Jugement Au fond, origine Pole social du TJ d’ANGERS, décision attaquée en date du 13 Novembre 2023, enregistrée sous le n° 22/00329
ARRÊT DU 27 Mai 2025
APPELANT :
Monsieur [R] [K]
[Adresse 2]
[Localité 3]
représenté par Me Baptiste FAUCHER de la SELARL OLYMP AVOCATS, avocat au barreau d’ANGERS
INTIMEE :
LA CAISSE PRIMAIRE D’ASSURANCE MALADIE (CPAM) DE MAINE-ET-LOIRE
[Adresse 1]
[Localité 4]
représentée par Maître Emmy BOUCHAUD, avocat au barreau d’ANGERS
COMPOSITION DE LA COUR :
En application des dispositions de l’article 945-1 du code de procédure civile, l’affaire a été débattue le 22 Avril 2025 à 9 H 00, en audience publique, les parties ne s’y étant pas opposées, devant Madame Estelle GENET, conseiller chargé d’instruire l’affaire.
Ce magistrat a rendu compte des plaidoiries dans le délibéré de la cour, composée de :
Président : Madame Clarisse PORTMANN
Conseiller : Madame Estelle GENET
Conseiller : Mme Claire TRIQUIGNEAUX-MAUGARS
Greffier lors des débats : Madame Viviane BODIN
ARRÊT :
prononcé le 27 Mai 2025, contradictoire et mis à disposition au greffe de la cour, les parties en ayant été préalablement avisées dans les conditions prévues au deuxième alinéa de l’article 450 du code de procédure civile.

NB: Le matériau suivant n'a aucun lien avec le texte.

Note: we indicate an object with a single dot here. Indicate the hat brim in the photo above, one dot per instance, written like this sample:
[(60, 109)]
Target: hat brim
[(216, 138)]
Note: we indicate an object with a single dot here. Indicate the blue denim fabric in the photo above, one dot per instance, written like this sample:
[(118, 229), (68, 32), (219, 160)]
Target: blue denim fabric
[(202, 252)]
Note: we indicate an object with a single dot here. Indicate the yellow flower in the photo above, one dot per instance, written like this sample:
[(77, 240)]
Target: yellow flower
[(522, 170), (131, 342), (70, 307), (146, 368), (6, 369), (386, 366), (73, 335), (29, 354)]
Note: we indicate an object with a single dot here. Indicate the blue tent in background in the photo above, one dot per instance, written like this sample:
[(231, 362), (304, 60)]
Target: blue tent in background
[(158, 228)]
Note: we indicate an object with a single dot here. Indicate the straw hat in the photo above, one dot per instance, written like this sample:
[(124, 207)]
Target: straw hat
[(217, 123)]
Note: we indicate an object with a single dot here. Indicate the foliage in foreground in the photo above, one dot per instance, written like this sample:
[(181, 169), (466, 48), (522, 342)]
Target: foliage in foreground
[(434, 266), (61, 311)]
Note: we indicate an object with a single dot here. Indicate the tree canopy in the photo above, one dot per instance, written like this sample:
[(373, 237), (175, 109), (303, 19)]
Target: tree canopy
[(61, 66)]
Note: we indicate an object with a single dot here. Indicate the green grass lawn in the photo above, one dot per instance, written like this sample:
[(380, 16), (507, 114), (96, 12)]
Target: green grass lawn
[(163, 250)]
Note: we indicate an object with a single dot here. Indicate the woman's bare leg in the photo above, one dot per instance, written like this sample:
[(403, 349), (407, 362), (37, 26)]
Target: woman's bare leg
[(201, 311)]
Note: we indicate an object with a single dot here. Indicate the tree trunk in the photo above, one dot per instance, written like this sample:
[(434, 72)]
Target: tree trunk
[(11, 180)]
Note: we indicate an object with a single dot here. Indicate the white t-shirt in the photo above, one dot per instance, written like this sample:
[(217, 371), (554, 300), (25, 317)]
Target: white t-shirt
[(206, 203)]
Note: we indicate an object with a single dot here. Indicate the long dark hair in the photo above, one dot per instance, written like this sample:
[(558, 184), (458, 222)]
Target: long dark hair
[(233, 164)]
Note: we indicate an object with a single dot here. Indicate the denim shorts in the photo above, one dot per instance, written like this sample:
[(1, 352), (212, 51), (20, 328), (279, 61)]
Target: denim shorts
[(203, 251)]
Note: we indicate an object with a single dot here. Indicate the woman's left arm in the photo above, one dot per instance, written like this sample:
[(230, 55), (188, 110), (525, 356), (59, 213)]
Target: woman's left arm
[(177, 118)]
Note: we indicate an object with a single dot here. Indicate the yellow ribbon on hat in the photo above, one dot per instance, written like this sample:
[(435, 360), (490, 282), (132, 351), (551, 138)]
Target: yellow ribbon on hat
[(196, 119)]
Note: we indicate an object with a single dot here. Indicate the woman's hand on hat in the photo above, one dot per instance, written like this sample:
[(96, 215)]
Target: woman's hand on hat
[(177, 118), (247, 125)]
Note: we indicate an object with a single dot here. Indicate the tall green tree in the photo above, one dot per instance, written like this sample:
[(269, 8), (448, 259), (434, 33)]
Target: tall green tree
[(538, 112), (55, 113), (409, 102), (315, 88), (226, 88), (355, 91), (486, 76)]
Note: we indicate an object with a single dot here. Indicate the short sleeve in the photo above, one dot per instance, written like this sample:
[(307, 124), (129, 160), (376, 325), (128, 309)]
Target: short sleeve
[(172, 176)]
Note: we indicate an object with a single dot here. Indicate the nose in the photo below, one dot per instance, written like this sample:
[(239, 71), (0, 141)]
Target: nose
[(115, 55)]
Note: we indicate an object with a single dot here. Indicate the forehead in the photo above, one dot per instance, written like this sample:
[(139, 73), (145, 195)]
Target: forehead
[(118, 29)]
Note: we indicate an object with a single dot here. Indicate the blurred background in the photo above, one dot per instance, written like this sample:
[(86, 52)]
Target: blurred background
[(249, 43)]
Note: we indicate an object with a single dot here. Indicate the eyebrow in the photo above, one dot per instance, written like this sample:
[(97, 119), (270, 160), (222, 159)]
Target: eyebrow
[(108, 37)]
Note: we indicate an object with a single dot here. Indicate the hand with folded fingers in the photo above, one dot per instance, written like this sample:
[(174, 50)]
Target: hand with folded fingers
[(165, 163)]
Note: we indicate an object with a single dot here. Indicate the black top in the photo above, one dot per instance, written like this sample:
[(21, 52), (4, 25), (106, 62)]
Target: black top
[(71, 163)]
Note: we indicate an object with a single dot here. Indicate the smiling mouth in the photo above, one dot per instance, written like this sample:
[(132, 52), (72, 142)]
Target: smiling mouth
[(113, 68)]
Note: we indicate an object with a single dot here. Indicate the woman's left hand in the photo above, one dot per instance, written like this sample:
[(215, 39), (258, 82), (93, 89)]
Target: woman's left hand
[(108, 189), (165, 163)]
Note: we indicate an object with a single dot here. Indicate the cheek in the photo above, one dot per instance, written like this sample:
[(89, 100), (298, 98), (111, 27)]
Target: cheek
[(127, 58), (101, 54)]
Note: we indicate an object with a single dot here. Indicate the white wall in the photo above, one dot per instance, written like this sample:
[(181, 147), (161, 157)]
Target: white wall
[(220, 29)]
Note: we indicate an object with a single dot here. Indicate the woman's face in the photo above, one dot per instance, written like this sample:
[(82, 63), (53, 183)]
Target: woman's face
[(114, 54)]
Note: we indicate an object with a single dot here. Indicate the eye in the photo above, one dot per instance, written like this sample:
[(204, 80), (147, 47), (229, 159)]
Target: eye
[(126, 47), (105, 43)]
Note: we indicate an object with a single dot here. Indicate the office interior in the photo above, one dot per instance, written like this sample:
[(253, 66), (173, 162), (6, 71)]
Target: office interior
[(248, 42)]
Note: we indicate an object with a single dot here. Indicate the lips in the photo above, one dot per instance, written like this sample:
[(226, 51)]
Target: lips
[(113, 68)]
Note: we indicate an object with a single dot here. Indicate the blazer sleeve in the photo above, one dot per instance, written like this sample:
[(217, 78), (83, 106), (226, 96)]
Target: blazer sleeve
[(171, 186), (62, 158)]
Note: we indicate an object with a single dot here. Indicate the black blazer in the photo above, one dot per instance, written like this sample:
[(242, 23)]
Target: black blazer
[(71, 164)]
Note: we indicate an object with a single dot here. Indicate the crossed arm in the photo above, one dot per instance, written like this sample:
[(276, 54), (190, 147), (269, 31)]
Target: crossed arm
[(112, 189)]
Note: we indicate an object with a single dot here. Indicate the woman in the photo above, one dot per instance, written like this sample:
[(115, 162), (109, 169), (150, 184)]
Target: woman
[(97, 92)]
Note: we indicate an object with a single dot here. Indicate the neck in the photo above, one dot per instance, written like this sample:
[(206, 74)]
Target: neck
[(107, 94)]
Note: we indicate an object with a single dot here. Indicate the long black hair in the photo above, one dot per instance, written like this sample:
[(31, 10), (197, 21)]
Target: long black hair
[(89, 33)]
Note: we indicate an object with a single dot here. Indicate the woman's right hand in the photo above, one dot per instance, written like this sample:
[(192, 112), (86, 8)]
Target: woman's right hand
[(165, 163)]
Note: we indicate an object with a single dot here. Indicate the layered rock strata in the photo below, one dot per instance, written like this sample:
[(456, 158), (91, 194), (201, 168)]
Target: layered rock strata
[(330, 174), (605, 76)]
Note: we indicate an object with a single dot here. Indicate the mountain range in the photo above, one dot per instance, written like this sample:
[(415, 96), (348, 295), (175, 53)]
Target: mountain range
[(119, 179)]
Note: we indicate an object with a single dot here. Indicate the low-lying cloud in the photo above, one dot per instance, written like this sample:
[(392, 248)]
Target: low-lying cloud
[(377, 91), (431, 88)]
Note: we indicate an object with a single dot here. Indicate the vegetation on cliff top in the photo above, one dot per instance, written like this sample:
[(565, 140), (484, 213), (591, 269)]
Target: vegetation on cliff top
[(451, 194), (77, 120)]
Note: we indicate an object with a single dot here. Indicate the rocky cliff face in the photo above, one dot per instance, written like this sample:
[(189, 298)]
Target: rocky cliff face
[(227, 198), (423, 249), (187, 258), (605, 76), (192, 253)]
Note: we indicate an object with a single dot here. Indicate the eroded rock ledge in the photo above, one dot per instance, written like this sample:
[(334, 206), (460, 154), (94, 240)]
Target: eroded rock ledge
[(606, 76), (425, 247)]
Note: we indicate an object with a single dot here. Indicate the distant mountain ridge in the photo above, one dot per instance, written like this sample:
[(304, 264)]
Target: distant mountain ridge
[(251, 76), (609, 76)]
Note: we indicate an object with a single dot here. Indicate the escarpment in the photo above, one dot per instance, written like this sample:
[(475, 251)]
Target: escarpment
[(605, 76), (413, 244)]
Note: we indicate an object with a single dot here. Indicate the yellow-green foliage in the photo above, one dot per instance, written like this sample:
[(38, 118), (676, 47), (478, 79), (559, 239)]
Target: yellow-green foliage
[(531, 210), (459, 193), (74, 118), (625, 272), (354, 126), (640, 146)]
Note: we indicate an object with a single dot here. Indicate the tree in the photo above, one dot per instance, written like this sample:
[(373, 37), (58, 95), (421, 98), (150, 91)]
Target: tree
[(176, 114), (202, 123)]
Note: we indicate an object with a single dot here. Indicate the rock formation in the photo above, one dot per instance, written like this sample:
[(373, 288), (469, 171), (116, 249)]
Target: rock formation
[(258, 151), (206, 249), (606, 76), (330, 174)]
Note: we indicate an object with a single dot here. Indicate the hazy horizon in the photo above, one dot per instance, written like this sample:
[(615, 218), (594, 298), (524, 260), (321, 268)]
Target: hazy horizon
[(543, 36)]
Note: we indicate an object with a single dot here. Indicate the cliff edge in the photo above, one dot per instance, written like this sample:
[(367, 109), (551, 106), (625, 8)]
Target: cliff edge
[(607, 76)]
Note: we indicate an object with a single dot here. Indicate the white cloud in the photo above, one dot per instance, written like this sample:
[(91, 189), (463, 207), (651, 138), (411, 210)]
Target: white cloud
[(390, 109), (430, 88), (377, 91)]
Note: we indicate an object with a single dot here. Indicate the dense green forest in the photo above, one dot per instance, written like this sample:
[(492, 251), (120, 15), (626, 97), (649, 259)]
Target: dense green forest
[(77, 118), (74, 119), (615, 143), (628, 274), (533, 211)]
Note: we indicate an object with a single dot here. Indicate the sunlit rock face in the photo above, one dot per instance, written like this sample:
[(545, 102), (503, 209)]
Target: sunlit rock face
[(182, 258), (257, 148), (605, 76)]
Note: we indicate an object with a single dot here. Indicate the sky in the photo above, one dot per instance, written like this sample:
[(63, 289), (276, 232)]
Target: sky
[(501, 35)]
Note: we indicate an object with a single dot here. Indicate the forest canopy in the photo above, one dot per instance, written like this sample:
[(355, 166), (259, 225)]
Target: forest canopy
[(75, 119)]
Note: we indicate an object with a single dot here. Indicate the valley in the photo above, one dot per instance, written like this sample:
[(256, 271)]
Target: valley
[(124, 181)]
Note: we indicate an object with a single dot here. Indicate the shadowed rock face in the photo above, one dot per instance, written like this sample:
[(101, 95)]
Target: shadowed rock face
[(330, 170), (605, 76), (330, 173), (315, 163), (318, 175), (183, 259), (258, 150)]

Signé par Madame Clarisse PORTMANN, président, et par Madame Viviane BODIN, greffier auquel la minute de la décision a été remise par le magistrat signataire.
*******
FAITS ET PROCEDURE
Le 20 mai 2020, la SARL Société [5] a adressé à la caisse primaire d’assurance maladie de Maine-et-Loire une déclaration d’accident du travail pour un accident survenu le 18 mai 2020 à son salarié, M. [R] [K] dans les circonstances suivantes : « évacuation des déblais », l’assuré « se serait fait rouler sur le pied par un Dumper».
Un certificat médical initial établi le 19 mai 2020 fait état d’un « trauma de la cheville gauche ' fracture du cunéiforme de tarse ».
Cet accident a été pris en charge au titre de la législation professionnelle par la caisse primaire d’assurance maladie de Maine-et-Loire.
Un certificat médical établi le 30 juin 2021 a fait état d’une nouvelle lésion : «arthrite aseptique genou droit». Le 23 août 2021, le médecin-conseil a émis un avis défavorable à la prise en charge de cette nouvelle lésion au titre de l’accident de travail initial.
M. [R] [K] a contesté ce refus de prise en charge de cette nouvelle lésion. La caisse a mis en 'uvre une expertise médicale et a désigné le Docteur [N] [X].
Dans son rapport du 4 novembre 2021, l’expert a conclu à l’absence de relation de causalité directe ou par aggravation entre les lésions invoquées par le certificat médical du 30 juin 2021 et l’accident du travail du 18 mai 2020. Par décision du 3 décembre 2021, la caisse a confirmé son refus de prendre en charge au titre de la législation sur les risques professionnels cette nouvelle lésion.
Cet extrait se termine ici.